The Chief is standing immobile behind the two men of the bridge watch who are now operating the hydroplanes. His eyes are glued to the Papenberg and its slowly rising and falling column of water. Each change in it means that the boat is doing the same.
Not a word from anyone. The humming of the periscope motor sounds as if it’s coming through a fine filter; the motor starts, stops, starts again, and the humming resumes. The Commander ups periscope for fractions of a second and immediately lets it sink below the surface again. The destroyer must be very close.7
Most of the time was spent on the surface.

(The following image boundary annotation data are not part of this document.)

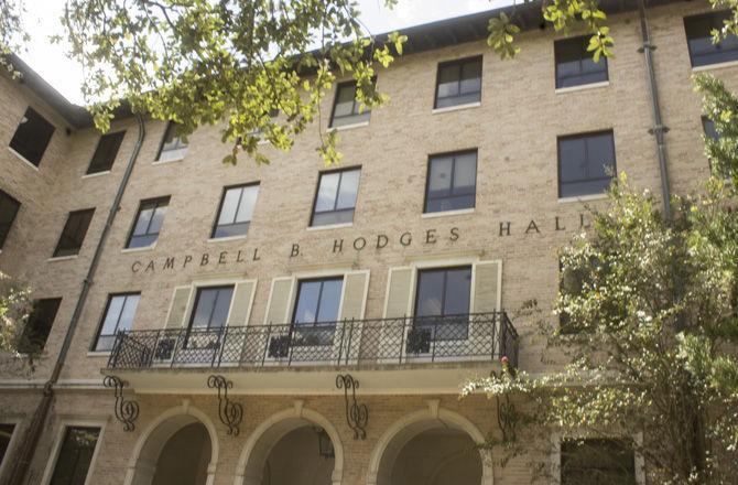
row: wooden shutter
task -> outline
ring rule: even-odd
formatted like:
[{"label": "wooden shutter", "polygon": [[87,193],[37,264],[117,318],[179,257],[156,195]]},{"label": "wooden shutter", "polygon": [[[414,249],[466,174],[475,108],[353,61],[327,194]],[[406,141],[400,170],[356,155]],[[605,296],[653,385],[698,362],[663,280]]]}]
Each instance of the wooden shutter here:
[{"label": "wooden shutter", "polygon": [[369,271],[347,272],[344,278],[344,299],[339,320],[363,320],[369,290]]},{"label": "wooden shutter", "polygon": [[496,312],[502,300],[502,261],[474,265],[474,313]]},{"label": "wooden shutter", "polygon": [[177,328],[184,325],[191,293],[192,287],[177,287],[174,289],[170,313],[166,315],[166,328]]},{"label": "wooden shutter", "polygon": [[387,300],[384,317],[395,319],[410,315],[410,298],[412,295],[413,269],[410,267],[390,268],[387,277]]},{"label": "wooden shutter", "polygon": [[272,280],[272,290],[269,295],[269,306],[264,324],[282,325],[290,323],[287,312],[292,302],[292,291],[295,279],[293,277],[281,277]]},{"label": "wooden shutter", "polygon": [[234,301],[228,314],[228,326],[243,326],[249,324],[249,315],[253,304],[257,280],[248,280],[236,283],[234,289]]}]

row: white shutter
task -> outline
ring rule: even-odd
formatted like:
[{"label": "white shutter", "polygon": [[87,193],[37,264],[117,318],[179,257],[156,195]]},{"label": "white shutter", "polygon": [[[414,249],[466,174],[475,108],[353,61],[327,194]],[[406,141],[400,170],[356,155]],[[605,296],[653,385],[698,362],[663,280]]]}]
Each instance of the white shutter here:
[{"label": "white shutter", "polygon": [[257,280],[236,283],[234,301],[230,304],[230,313],[228,314],[228,326],[245,326],[249,324],[256,289]]}]

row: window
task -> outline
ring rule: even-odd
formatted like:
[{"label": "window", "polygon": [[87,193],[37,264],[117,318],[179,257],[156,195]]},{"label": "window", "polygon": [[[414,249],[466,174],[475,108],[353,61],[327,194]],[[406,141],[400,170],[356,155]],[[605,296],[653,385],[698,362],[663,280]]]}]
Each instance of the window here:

In the Atlantic this meant endless rolling and pitching. Boats on the surface needed lookouts who got very cold and wet. In the northern waters lookouts grew accustomed to icy water breaking over them with such force that they required leather harness to secure them to the bridge brackets. Reminders about wearing such restraints sometimes included the names of U-boat men who had recently been washed overboard. The men on watch wore protective clothing of leather, or sometimes of rubber, under their oilskins, with towels around their necks. Even so they usually became soaked to the skin in anything but calm weather. Almost every submariner complained of rheumatic pains. Below decks the crew were permitted to wear any clothing they wished. ‘Lucky’ sweaters, knitted by loved ones, were popular, so were British army khaki battledress jackets, thousands of which had come from captured dumps in France. Some captains would distribute a measure of schnapps at times of great joy or great suffering; other boats were completely dry.

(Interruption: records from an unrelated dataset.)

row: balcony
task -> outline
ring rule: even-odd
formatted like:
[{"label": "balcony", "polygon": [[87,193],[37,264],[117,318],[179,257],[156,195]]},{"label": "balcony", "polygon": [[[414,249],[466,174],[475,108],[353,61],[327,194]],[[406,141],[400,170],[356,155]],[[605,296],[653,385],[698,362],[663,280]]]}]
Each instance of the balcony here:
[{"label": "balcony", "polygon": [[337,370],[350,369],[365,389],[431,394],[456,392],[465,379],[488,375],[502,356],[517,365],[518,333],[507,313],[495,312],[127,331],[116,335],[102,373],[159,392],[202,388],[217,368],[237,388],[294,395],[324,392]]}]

The men of the preceding watch come down the ladder stiffly. They are soaking wet. The navigator has turned up his collar and drawn his sou’wester down over his face. The faces of the others are whipped red by spray. All of them hang their binoculars over hooks and undress as silently as the new watch dressed, peeling themselves awkwardly and heavily out of their rubber jackets. Then they help one another off with their rubber pants. The youngest member of the watch loads himself with the whole mass of wet oil-skin trousers, jackets, and sou’westers, and carries it aft. The spaces between the two electric motors and on both sides of the stern torpedo tube are the best for drying. The men who have come off duty gulp down a mouthful of hot coffee, polish their binoculars, and stow them away.8
When in May 1941 a young British officer led a boarding party to search a U-boat captured at sea, he was impressed by its fine construction, the fittings and the way in which the ward room had varnished woodwork and numbered cupboards with keys to fit them. He remarked upon the magnificent galley and the cleanliness of the boat throughout. During his search he found other evidence of the high living standards the Germans enjoyed; cameras and even a movie camera were among the crew’s personal effects. He said the sextants were of far better quality than the Admiralty issue and the binoculars the best he’d ever seen. He kept a pair for himself.9
In the war at sea, as well as on land and in the air, radio brought changes in tactics. Better longer-range radios enabled the submarines to be sent to find victims in distant waters or concentrated against a choice target. Admiral Karl Dönitz was the German navy’s single-minded submarine expert. He thought primarily, if not solely, in terms of war against Britain. He had long since decided that a future submarine war would be an all-weather one, and that (with asdic unable to detect small surface targets) he would coordinate night attacks by surfaced submarines. This line of thinking was published in his prewar book. It was to prove one of the most effective tactics of the war.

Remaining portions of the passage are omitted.